Tracing variable scope (local vs. global)

Lie Ryan lie.1296 at gmail.com
Tue Dec 1 17:34:41 EST 2009


On 12/2/2009 9:02 AM, Manuel Graune wrote:
>
> Hello,
>
> consider the following piece of code:
>
> a=1
> b=2
>
> def foo(c):
>      b=3
>      return a + b + c
>
> In this case, when calling "foo", "a" will take the global value,
> "b" will take the local value and "c" will take the value assigned
> when calling the function.
>
> Since I consider this behaviour a possible source of bugs due to
> personal sloppiness (e. g. forgetting to put "a=4" inside the
> function-body):
>
> Is there any way to automatically check that all variables in a
> function are either local or passed in as arguments?

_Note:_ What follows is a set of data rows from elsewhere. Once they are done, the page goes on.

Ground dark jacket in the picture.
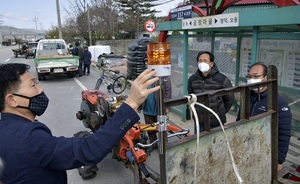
[187,64,234,127]
[83,50,92,65]
[0,103,139,184]
[236,91,292,164]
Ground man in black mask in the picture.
[0,63,160,184]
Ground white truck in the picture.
[34,39,79,80]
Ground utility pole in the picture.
[56,0,62,39]
[0,15,3,47]
[33,17,38,40]
[87,4,92,46]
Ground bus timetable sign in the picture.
[170,6,192,20]
[144,19,156,33]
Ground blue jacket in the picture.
[187,63,234,127]
[0,103,139,184]
[237,91,292,164]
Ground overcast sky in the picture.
[0,0,183,30]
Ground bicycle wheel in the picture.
[95,78,102,89]
[112,76,127,94]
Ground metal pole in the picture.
[87,4,92,46]
[56,0,62,39]
[0,15,3,47]
[157,77,168,184]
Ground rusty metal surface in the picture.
[166,115,272,184]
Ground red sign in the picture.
[144,19,156,33]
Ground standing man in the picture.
[72,41,83,77]
[187,51,234,134]
[83,47,92,75]
[0,63,160,184]
[236,63,292,170]
[142,76,172,145]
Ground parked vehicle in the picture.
[25,42,38,59]
[12,43,27,58]
[34,39,79,80]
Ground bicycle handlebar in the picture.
[102,68,120,75]
[136,128,190,148]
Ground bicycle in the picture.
[95,68,127,94]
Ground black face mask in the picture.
[13,92,49,116]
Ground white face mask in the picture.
[198,62,209,73]
[247,79,262,93]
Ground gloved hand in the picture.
[125,69,160,111]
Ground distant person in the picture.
[68,44,74,55]
[0,63,160,184]
[22,43,28,52]
[236,63,292,170]
[72,42,83,77]
[187,51,234,134]
[83,47,92,75]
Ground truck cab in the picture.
[34,39,79,80]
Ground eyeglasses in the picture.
[246,74,264,79]
[198,59,210,63]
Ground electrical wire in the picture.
[185,94,243,183]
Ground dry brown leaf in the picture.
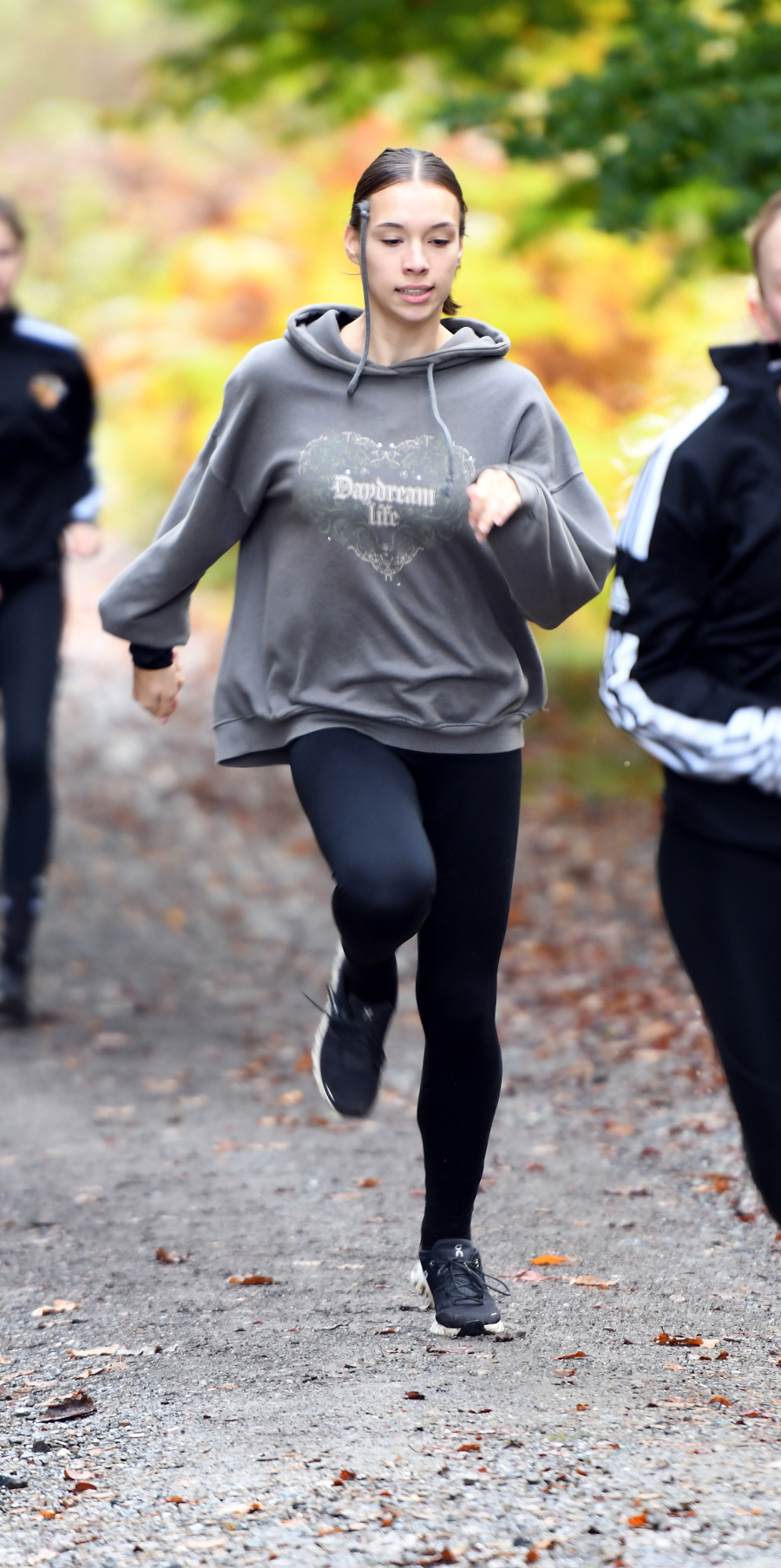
[66,1343,127,1361]
[44,1389,97,1421]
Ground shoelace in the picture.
[437,1258,509,1302]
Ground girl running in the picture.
[602,192,781,1225]
[0,198,99,1024]
[102,147,614,1333]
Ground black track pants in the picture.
[0,574,62,886]
[290,729,521,1246]
[659,821,781,1225]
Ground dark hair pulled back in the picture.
[350,147,468,315]
[0,196,27,245]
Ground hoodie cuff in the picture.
[130,643,174,670]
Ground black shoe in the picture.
[312,947,395,1116]
[412,1238,509,1335]
[0,964,30,1029]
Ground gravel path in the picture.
[0,542,781,1568]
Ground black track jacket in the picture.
[0,306,101,574]
[601,343,781,854]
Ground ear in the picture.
[345,223,361,266]
[746,278,777,343]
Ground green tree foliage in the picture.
[160,0,585,116]
[502,0,781,262]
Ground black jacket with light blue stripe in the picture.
[602,343,781,853]
[0,306,99,576]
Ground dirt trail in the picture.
[0,542,781,1568]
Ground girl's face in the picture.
[345,180,464,324]
[748,213,781,343]
[0,219,25,310]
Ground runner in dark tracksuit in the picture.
[602,194,781,1223]
[0,200,97,1022]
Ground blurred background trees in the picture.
[0,0,781,790]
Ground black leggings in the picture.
[290,729,521,1246]
[0,572,62,887]
[659,821,781,1225]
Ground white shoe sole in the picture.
[410,1259,505,1339]
[312,943,345,1110]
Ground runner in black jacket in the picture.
[602,192,781,1223]
[0,198,99,1024]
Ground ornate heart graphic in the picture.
[297,429,476,580]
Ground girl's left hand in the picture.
[64,522,101,559]
[466,469,528,539]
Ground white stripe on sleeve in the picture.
[599,630,781,795]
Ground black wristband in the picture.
[130,643,174,670]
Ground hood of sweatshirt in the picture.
[285,304,509,378]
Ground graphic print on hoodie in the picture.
[101,304,614,767]
[297,429,476,582]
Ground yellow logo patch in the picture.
[27,370,68,409]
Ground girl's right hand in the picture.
[134,654,185,724]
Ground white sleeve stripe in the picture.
[70,485,103,522]
[14,315,78,350]
[599,630,781,795]
[618,388,729,561]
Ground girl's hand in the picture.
[466,469,533,539]
[134,654,185,724]
[64,522,101,559]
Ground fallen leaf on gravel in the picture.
[44,1389,97,1421]
[651,1330,719,1350]
[66,1345,130,1361]
[693,1172,736,1192]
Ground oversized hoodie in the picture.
[101,304,614,765]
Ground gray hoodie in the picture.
[101,304,614,765]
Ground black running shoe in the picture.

If you really mean what you're saying, you won't be able to use builtin 
functions.

Anyway... the answer to your problem is a strong naming convention and 
to not store variables in the global namespace; put everything in a 
class and use a main() function so your initialization code doesn't 
clutter up the global namespace. As such, there shouldn't be a 
lowercased name in the global namespace (class use CamelCase and 
constants UPPERCASED); and all lowercased names are local (or builtins, 
use pylint to check for the case of shadowing builtins).